In the unlikely event Maryland does end up seizing MRC’s the production studios, the production would likely file a lawsuit. In that case, Graber says the court will look at three factors to determine if the seizure is lawful:
1) Was there, in fact, a seizure of property? 2) Was adequate compensation paid to the owner(s)? 3) Was the seizure necessary for a more important public use of the property?
Apparently questions No.1 and No.3 are not something members of Maryland’s House of Delegates need to worry about. Maryland’s eminent domain law is more lenient than that of other states.
According to Graber, historically, if the state seizes private property, the court presumes that the government officials who made the decision genuinely believe it can be put to a better use for the public good.

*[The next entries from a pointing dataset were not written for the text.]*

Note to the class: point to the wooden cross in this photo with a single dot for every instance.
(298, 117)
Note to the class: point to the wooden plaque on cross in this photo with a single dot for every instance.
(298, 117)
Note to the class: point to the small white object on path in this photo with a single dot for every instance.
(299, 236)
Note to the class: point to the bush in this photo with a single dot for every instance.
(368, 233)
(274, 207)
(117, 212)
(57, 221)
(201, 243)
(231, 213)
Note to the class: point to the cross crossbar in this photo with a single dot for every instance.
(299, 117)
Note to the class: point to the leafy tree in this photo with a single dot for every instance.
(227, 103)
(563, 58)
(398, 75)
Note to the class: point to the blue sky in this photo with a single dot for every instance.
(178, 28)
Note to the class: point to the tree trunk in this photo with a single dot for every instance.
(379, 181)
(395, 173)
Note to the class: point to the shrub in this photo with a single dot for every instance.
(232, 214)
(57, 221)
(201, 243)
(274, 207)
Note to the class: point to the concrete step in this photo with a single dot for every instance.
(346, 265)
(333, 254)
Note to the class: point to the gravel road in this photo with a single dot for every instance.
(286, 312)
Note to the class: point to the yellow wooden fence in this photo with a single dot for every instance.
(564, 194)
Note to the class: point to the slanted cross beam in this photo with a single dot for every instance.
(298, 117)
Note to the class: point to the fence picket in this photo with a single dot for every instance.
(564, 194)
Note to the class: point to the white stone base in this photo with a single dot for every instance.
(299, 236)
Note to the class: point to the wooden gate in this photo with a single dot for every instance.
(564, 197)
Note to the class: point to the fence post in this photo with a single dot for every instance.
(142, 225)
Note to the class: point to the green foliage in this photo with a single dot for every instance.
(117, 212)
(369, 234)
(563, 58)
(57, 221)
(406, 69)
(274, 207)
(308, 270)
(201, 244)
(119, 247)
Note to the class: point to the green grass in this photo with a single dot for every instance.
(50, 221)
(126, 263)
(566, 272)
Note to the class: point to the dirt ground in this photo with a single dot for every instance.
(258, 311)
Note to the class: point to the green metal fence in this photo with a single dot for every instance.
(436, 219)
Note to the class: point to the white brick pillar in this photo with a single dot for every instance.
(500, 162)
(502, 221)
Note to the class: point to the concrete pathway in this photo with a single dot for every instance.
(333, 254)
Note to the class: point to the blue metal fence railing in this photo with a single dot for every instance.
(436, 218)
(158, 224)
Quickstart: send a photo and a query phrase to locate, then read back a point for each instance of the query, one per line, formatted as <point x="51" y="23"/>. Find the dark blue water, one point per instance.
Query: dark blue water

The tough hurdle for Maryland leaders will be to prove that they paid “just compensation” for the property. That’s when the court would get involved. “It prevents the state from doing anything really silly,” says, Graber.
It’s A Card Game. Why Not Fold ‘em?
The question Maryland residents--and others living in states that give tax dollars to out-of-state filmmakers--should be asking their representatives is, “Why?” Other than bragging rights, there is nothing to lose and possibly other things to gain if a state stops giving tax incentives to Hollywood. According to The Tax Foundation, Maryland is actually losing money on its arrangement with House of Cards.
“I don’t think if there were no tax incentives for movies that they would stop making them,” says Stone. The problem with film incentives is that they are hard to get rid of. “They build political constituencies and it’s hard to stop them [even though] there’s no evidence that [residents] are getting any value for their state.”
“A California production company rolls into town, gets a big tax deal, stays a couple of months and leaves. And what do you have to show for it in the end? Not much.”
1. According to the Tax Foundation, New York State’s annual budget for tax credits to filmmakers is $400,000,000.